Well, despite her gaping wound and internal bleeding, Nina decides the show must go on and goes out to dance the final act. She is bleeding all over everything but no one notices until the end of the performance when she jumps off a platform on to the mattress below. We don’t really know if she dies or not at the end but she’s happy either way because she finally achieved “perfection.” If perfection means detrimental hallucinations and stabbing my insides with sharp objects, then I’ll keep my couch potato ass firmly imperfect.
Gasmii, I said before that while Natalie Portman annoys the bejesus out of me for reasons unknown, I’ll think she’ll take Oscar gold over Annette Benning. Here’s why:
1. Age/Relevance. Natalie is the younger, new thing in Hollywood, not to mention drop dead gorgeous. She is campaigning the shit out of this movie and she wants it bad. She even went so far as to bang the choreographer, get pregnant, AND engaged all right before the serious campaigning took off. So now we are going to have an adorable Natalie Portman with child on the red carpet. Annette Bening is Hollywood royalty in her marriage to Warren Beatty and multiple Oscar nods but let’s be honest. Most people are going to be looking for Ms. Natalie on the red carpet over Annette. In the 2000′s, past Best Actress winners have included Julia Roberts, Halle Berry, Charlize Theron, Reese Witherspoon, Nicole Kidman, Sandra Bullock, Hillary Swank, Kate Winslet, Marion Cotillard, and Helen Mirren. While all are lovely in their own right, and while I think Annette is quite attractive as well, the hat has often tipped in the direction of the screen siren over the more seasoned, possibly more deserving winner. (See Meryl Streep, Ellen Burstyn, Meryl Streep, Laura Linney, and Meryl Streep as women who know what it means to lose when they probably should have won.)
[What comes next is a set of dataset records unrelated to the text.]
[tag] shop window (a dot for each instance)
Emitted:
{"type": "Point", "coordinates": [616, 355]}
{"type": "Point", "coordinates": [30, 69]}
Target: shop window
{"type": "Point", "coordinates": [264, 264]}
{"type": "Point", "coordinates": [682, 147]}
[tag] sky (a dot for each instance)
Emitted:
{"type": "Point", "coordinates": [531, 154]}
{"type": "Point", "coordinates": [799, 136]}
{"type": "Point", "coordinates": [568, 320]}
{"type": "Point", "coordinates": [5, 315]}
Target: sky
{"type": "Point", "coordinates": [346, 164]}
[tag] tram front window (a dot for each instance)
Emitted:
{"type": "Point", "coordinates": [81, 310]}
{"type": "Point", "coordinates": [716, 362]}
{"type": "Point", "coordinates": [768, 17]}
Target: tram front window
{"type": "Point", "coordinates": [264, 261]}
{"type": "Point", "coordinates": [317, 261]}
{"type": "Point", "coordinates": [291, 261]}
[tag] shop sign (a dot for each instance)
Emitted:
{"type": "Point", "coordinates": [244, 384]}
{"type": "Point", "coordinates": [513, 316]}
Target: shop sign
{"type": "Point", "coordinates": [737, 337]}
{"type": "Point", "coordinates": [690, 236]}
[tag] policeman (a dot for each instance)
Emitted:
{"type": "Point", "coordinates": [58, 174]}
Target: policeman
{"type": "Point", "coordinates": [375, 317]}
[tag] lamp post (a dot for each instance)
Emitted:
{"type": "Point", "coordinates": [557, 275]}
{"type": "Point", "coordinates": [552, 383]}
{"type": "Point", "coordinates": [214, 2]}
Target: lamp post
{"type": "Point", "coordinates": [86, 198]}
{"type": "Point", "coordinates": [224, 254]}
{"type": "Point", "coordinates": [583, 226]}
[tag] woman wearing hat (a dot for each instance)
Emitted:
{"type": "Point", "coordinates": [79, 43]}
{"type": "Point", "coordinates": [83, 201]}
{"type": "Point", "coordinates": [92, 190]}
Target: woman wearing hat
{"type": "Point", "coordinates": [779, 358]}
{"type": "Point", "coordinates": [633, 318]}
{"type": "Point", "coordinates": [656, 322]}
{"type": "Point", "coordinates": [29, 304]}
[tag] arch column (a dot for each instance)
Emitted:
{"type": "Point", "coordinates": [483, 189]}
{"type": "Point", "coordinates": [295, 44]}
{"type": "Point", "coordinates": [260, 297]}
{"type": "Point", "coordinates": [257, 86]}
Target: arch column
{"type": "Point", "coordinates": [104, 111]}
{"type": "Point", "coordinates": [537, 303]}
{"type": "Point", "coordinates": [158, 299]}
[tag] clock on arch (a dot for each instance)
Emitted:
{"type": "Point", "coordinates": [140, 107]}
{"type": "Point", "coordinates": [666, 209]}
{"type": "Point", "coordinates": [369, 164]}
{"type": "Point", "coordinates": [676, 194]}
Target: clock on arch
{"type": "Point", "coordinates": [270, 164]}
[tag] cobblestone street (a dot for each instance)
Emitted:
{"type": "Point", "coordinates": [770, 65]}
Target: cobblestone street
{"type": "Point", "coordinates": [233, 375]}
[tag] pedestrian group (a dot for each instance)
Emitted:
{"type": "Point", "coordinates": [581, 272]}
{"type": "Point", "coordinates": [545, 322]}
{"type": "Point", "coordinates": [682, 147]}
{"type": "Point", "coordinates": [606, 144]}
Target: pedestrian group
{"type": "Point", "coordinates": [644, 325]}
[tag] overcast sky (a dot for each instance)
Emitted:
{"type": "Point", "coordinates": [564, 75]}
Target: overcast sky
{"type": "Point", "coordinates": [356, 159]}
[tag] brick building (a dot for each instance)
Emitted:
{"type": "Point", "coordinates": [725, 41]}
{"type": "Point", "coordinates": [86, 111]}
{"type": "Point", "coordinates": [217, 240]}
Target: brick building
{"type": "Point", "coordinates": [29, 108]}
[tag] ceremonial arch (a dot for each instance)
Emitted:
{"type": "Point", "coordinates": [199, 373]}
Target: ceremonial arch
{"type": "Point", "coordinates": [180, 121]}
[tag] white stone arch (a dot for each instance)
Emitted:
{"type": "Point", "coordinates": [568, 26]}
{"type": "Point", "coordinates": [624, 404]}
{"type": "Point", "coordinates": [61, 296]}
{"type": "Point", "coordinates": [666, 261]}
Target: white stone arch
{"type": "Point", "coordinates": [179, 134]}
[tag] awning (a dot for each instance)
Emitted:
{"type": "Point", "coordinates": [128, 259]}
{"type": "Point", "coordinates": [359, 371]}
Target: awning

2. Timing. The Kids Are All Right came out months ago and is already out on DVD. While the timing of the DVD is still pretty good in terms of people viewing loving the performances, Black Swan is hitting theaters right when it needs to in order to make a splash. Also, it has been buzzed about for so long that people like me have been chomping at the bits to go see it. Natalie’s performance is fresher in the minds of many and that could work in her favor. Not only that, but there is a possibility that some of the older fuddy duddies who vote for this type of thing might be less willing to embrace the subject matter of The Kids Are All Right over a crazy ballerina. Hopefully this isn’t the case but some still insist on keeping their head buried in the sand.
This is by no means meant to be a Natalie Portman vehicle in terms of supporting her Oscar bid. I personally think Annette is long overdue and should have won for American Beauty but no one could deny Hillary Swank’s boyish good looks in 1999. It’s still hard to say who is destined for glory this year as the Globe and SAG winners haven’t been yet announced but in the mean time, go see Black Swan in between New Years resolutioning and ice scraping your windshield.